For Immediate Release: Contact:
Friday, January 12, 2001 CMS Office of Public Affairs
202-690-6145

For questions about Medicare please call 1-800-MEDICARE or visit www.medicare.gov.

MEDICARE+CHOICE PAYMENTS TO INCREASE IN 2002

Federal payments to Medicare+Choice managed care organizations are expected to increase in calendar year 2002, with floor counties expected to see increases by as much as 5 percent, the Health Care Financing Administration announced today.

Today's announcement describes the preliminary estimates of the growth in expenditures in the Medicare+Choice program and the increase in the floor payments as required in the Medicare, Medicaid and SCHIP Benefits Improvement and Protection Act of 2001 (BIPA) signed into law in December, 2001. The increase also reflects an adjustment for changes in the growth estimates for previous years. The new rates will be announced on March 1, as required by law.

"Every Medicare managed care plan will see an increase in its year 2002 rates," said HCFA Acting Deputy Administrator Robert A. Berenson, M.D. "These increases should help strengthen the Medicare+Choice program, for both the plans and the beneficiaries who choose to enroll in those plans."

Under the BIPA, a Medicare+Choice organization can qualify for a new entry bonus if it is entering a county where there had been no Medicare+Choice plan since 1997 or all the plans serving that county had left the program as of January 1, 2001. The first M+C plan offered in such a county receives a 5 percent bonus payment during its first 12 months in that county and a 3 percent bonus payment during the second 12 months.

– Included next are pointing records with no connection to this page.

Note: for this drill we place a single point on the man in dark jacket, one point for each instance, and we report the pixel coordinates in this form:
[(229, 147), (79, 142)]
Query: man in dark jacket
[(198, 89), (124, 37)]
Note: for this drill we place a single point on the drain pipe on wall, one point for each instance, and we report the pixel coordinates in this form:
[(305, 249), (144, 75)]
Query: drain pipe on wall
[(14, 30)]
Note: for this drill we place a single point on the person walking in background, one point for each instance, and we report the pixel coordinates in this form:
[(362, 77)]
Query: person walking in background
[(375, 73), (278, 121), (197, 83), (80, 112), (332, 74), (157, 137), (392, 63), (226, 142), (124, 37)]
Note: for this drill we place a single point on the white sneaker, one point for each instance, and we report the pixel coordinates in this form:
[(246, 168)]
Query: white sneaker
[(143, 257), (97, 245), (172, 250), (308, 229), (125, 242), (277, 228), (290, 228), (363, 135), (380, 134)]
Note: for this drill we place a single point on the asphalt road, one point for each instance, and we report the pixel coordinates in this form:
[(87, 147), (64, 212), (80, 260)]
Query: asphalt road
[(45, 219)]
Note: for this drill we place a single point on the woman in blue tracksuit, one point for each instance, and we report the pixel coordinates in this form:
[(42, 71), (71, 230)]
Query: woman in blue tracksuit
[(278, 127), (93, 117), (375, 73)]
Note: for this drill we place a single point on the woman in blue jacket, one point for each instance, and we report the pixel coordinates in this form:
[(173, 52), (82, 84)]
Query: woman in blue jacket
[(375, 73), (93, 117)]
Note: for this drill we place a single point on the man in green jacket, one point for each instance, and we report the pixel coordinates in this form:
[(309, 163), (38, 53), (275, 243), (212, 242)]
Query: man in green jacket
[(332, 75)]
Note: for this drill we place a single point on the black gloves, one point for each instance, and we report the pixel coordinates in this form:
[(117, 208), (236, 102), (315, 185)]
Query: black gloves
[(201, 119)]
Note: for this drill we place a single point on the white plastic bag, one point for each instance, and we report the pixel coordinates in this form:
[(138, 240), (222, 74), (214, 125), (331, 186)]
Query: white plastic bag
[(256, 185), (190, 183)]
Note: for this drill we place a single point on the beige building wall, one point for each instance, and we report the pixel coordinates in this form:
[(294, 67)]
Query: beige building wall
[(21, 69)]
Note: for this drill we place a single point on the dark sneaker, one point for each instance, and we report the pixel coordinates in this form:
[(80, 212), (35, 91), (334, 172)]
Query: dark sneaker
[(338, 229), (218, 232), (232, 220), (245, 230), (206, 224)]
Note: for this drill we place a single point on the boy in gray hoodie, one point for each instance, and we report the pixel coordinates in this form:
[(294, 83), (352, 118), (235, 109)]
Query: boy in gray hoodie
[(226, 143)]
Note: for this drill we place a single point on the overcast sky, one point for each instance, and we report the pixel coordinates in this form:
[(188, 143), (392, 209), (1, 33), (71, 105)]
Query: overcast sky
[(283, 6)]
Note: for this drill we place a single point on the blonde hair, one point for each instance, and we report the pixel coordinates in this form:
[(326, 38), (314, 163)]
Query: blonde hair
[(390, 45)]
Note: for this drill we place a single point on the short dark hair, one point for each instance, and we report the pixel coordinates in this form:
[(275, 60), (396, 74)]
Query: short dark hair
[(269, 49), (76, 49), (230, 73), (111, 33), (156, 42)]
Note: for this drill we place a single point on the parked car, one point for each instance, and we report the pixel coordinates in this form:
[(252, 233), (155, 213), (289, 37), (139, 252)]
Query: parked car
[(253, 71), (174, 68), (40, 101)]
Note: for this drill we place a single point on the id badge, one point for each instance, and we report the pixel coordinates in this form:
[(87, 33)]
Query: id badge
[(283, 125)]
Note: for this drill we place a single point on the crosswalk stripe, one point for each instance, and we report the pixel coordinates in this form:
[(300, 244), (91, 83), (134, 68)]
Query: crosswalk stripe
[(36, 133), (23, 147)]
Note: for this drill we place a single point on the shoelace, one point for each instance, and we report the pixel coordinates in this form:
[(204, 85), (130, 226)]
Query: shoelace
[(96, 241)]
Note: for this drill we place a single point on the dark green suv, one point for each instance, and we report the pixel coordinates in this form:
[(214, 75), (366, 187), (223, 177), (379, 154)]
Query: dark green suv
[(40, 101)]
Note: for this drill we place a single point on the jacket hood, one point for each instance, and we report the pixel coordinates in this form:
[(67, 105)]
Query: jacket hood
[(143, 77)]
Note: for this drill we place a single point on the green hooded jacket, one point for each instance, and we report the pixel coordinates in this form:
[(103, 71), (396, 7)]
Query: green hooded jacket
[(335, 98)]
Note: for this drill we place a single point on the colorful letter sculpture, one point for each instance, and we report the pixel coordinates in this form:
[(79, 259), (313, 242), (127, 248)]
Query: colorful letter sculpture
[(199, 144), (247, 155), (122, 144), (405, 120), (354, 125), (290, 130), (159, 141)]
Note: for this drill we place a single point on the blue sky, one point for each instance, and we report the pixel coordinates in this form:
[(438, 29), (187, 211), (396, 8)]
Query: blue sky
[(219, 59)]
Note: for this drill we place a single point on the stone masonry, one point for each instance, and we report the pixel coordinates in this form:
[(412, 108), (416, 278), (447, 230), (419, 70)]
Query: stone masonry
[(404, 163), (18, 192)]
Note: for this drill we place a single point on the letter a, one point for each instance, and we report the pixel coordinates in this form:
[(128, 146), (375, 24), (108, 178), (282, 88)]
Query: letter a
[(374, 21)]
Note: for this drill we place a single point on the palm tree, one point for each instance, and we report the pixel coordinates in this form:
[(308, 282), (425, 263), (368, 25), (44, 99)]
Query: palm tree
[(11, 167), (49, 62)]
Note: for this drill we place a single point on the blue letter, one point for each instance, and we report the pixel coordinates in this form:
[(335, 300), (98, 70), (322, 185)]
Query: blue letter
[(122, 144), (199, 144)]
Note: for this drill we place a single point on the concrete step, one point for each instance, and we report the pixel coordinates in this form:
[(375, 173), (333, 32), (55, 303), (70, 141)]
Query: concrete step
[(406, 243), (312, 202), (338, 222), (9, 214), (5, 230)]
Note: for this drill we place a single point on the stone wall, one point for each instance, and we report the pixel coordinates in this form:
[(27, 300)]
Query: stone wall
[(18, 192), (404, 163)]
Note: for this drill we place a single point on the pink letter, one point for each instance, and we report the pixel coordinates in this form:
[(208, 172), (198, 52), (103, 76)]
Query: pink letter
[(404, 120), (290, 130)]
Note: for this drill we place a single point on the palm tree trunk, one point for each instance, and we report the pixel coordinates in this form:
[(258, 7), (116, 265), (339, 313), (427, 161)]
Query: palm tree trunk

The BIPA also directed HCFA to continue to apply the 10 percent risk adjusted payment that had been used in 2000 and 2001. Risk adjustment is the payment process that pays plans more for treating sicker patients. In 2002, the M+C payment will be based on a formula where 10 percent of the payment is risk-adjusted and 90 percent is based on demographic adjustments.

Today's announcement also clarifies the deadlines that Medicare+Choice organizations must meet in submitting encounter data for processing under risk adjustment.

And, beginning in 2002, Medicare+Choice organizations will be able to receive extra payments for providing care for patients with congestive heart failure outside of the hospital according to recognized standards. To qualify for these payments, organizations must meet levels on two quality indicators to ensure that proper diagnostic and treatment procedures have been followed.

As one of the most frequently billed inpatient diagnoses, congestive heart failure is unique in the degree to which it can be successfully managed on an outpatient basis. As of January 1, 2001, more than 5.5 million of the more than 39 million Medicare beneficiaries have chosen to enroll in managed care plans.